The Multifamily Metrics That Matter
As multifamily continues to adopt more sophisticated technology solutions, it faces an inevitable problem: too much data and not enough organization. At OPTECH 2018, Tim Bruss of Hamilton Zanze said it best, “…we are swimming in data.”
A practical strategy for data management and report distribution will prevent your organization from drowning in a sea of meaningless numbers. This “less is more” approach is a growing trend in multifamily and in countless conversations with our customers, three metrics come up regularly as managers work to better understand and optimize leasing performance across their portfolio.
1. Understanding Exposure Timing and Unit Mix
Identifying exposure of both current and potential units is critical in limiting the impact of vacancy loss. Exposed units can be defined as those which are currently vacant or have tenants which have given no intent to renew. Potential exposure represents that at a given time in the future — let’s say 90 days — X amount of units will be vacant and will not generate revenue.
Exposure risk can be spread across the year by varying lease lengths, but the reality is that leasing teams won’t truly know if a unit will sit vacant until the 90-day renewal notice is sent. Not good. Let’s look at what you can do about that.
Pro Tip: Tired of aggregating spreadsheets and importing numbers from different sources? With Knock Insights you have the flexibility to customize any report type, save the settings, and automatically distribute to anyone on your team at regular intervals — daily, weekly, or monthly.
2. Timing and Conversions Across Funnel
With an understanding of which units will be vacant and when — managers can focus on building the pipeline needed to fill those specific units. Understanding historical funnel performance will allow managers to proactively ramp up marketing spend to generate the necessary leads.

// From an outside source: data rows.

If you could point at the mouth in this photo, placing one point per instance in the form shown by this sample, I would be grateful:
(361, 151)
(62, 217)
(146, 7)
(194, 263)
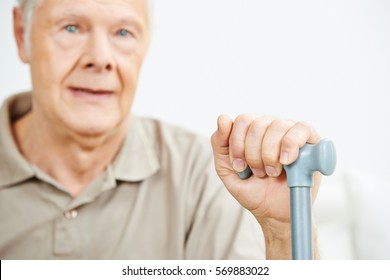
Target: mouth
(91, 91)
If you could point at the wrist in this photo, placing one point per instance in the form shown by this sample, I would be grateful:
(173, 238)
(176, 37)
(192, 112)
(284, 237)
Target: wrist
(277, 236)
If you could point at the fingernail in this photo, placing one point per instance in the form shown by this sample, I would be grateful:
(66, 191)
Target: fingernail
(259, 173)
(239, 165)
(271, 171)
(284, 158)
(245, 174)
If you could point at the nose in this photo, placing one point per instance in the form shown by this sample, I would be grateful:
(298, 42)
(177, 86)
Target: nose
(98, 55)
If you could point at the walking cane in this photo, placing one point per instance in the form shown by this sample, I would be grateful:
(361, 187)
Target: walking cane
(320, 157)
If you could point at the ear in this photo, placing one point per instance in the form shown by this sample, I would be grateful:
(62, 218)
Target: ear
(19, 29)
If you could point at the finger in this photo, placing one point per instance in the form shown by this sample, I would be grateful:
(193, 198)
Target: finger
(220, 138)
(297, 136)
(271, 146)
(253, 141)
(237, 141)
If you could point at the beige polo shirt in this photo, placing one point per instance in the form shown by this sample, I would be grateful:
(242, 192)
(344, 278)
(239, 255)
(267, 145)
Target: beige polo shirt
(159, 199)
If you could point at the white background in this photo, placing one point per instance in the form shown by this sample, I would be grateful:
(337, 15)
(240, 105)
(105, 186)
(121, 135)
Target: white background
(324, 62)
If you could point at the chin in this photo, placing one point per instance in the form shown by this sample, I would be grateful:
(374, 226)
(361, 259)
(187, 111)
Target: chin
(95, 129)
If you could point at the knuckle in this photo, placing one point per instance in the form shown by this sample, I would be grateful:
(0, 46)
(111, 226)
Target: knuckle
(269, 158)
(243, 119)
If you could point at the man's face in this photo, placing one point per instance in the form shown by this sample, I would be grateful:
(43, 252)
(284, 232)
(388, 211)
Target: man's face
(85, 61)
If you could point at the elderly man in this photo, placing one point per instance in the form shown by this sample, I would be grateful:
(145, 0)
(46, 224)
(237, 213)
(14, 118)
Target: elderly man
(83, 178)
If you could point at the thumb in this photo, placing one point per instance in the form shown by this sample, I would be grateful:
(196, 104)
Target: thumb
(220, 138)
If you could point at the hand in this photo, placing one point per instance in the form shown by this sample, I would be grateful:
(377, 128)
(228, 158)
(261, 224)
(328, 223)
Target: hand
(264, 144)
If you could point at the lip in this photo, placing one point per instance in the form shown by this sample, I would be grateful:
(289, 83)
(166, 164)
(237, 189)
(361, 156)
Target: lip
(91, 93)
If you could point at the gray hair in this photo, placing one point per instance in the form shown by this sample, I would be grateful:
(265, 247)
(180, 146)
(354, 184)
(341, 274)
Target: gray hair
(28, 7)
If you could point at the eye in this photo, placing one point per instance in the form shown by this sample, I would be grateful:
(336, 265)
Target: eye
(124, 32)
(71, 28)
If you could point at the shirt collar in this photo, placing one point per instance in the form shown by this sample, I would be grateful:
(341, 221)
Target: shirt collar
(14, 168)
(136, 160)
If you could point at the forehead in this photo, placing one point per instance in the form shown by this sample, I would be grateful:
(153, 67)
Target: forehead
(113, 8)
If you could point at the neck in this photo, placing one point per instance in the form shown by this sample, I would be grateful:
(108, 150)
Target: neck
(73, 160)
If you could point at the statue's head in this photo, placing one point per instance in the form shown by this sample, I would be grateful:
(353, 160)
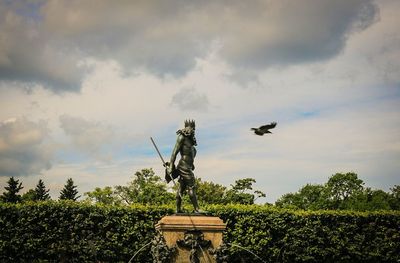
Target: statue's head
(191, 124)
(190, 127)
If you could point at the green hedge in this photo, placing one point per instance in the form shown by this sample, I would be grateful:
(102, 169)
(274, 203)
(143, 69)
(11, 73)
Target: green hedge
(77, 232)
(279, 235)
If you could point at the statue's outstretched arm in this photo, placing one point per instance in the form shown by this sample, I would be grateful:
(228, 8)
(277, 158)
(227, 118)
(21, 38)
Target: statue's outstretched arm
(175, 151)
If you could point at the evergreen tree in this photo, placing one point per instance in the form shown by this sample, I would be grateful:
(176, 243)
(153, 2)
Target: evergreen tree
(30, 195)
(11, 195)
(41, 193)
(69, 191)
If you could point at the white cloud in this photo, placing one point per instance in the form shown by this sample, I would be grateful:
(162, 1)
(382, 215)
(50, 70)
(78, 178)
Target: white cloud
(191, 100)
(166, 37)
(23, 148)
(89, 137)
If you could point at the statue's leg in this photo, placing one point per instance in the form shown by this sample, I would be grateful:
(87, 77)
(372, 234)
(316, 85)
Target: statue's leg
(193, 197)
(179, 194)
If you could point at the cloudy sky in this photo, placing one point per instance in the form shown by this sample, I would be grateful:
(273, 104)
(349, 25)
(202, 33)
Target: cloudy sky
(84, 84)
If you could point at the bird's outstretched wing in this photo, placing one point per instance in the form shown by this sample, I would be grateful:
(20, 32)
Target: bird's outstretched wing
(268, 126)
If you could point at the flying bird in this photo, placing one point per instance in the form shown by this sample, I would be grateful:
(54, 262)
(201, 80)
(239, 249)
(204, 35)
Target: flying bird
(264, 129)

Leasing an apartment is a high-touch sales cycle and lead-to-lease conversion performance can vary widely across communities. So when should marketing begin? Lead-to-lease conversion timing benchmarks across the portfolio is a good place to start, but you need to drill down into the community and unit-specific performance to uncover any adjustments that need to be made. For instance, if a community’s average lead-to-lease conversion is 30 days, but 1-bedroom units facing South take 60 days, the marketing for those units should begin sooner to accommodate for the longer sales cycle.
3. Spend Performance
Envision this scenario: Unit X will be vacant starting February 1st and it has a typical conversion time of 30 days — how much do you spend to market this unit? The Answer: More simple than you would think! 🙂
Establishing cost-per-lease and cost-per-lead benchmarks are helpful tools to use when determining what to spend to fill vacant units – and a successful CRM should provide full transparency into this information. Cost-per-lease benchmarks multiplied by total available units establish a good estimate of the marketing budget needed to fill units. This budget can be further optimized by utilizing cost-per-lead benchmarks to evaluate the performance of each marketing channel. Simply increase investment in channels driving leads at a cost lower than your average and decrease investment in channels that are more expensive to lower the overall cost-per-lead.

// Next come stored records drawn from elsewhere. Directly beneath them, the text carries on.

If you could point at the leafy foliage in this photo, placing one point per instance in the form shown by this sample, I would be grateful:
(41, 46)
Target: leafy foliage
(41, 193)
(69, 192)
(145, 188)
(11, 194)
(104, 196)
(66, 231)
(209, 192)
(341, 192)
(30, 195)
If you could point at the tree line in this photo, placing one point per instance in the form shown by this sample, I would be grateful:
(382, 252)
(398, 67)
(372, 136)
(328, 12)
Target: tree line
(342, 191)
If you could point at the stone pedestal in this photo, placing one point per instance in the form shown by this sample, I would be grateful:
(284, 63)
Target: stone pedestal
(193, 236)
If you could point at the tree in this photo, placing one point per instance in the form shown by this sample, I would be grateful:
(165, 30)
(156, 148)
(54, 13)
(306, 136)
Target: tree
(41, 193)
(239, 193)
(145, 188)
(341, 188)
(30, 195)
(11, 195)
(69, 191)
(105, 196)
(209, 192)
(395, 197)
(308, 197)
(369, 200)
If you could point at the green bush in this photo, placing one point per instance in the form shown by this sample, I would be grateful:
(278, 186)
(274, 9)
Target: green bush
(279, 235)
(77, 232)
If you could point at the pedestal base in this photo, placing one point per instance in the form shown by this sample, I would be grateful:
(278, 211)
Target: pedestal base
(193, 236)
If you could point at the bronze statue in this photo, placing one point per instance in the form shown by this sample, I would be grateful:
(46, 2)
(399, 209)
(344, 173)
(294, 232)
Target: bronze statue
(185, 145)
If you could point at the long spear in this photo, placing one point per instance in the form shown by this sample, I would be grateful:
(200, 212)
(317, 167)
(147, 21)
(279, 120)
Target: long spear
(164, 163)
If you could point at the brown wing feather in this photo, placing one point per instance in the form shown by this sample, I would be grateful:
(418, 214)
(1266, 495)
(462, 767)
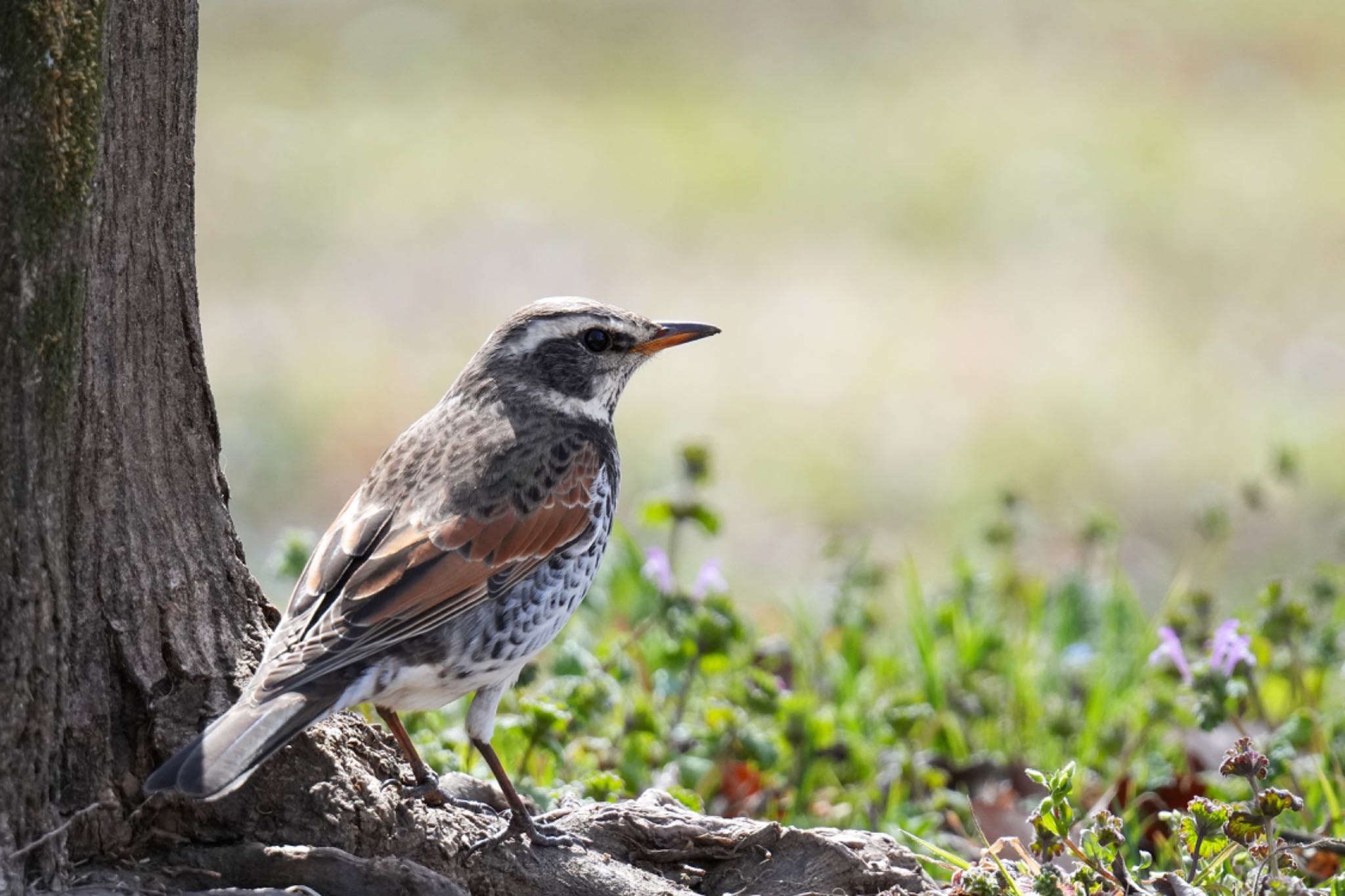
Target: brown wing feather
(408, 576)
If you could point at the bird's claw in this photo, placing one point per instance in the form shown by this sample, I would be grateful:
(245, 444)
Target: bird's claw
(433, 796)
(540, 833)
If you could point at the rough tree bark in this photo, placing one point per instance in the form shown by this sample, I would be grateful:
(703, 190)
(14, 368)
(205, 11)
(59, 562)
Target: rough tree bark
(127, 602)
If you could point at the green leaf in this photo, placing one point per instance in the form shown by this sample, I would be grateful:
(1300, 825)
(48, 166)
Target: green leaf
(1245, 828)
(1273, 801)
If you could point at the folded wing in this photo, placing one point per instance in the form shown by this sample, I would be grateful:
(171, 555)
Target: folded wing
(380, 576)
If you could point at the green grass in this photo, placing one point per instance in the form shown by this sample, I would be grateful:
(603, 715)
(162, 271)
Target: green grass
(923, 707)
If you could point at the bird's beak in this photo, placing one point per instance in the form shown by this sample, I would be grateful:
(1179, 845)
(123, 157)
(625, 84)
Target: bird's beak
(673, 335)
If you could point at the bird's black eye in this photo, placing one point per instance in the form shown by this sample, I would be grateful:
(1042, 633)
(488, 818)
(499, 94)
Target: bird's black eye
(598, 340)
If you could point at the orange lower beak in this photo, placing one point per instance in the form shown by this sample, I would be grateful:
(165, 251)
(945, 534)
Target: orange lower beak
(673, 335)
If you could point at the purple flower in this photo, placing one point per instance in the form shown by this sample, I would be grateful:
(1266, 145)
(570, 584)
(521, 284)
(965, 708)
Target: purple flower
(1169, 648)
(658, 570)
(1228, 648)
(709, 581)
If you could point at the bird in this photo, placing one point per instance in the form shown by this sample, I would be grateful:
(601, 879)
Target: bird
(462, 555)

The modern PMC should be capable of creating dynamic and reactionary sales and marketing strategies informed by funnel performance and unit availability reports. Portfolio and community benchmarks are great places to start, but understanding the unit mix, typical performance of those units, and which marketing channels can most efficiently supply quality leads to fill vacancies will allow property managers to optimize marketing spend and minimize the impact of vacancy loss across their portfolio.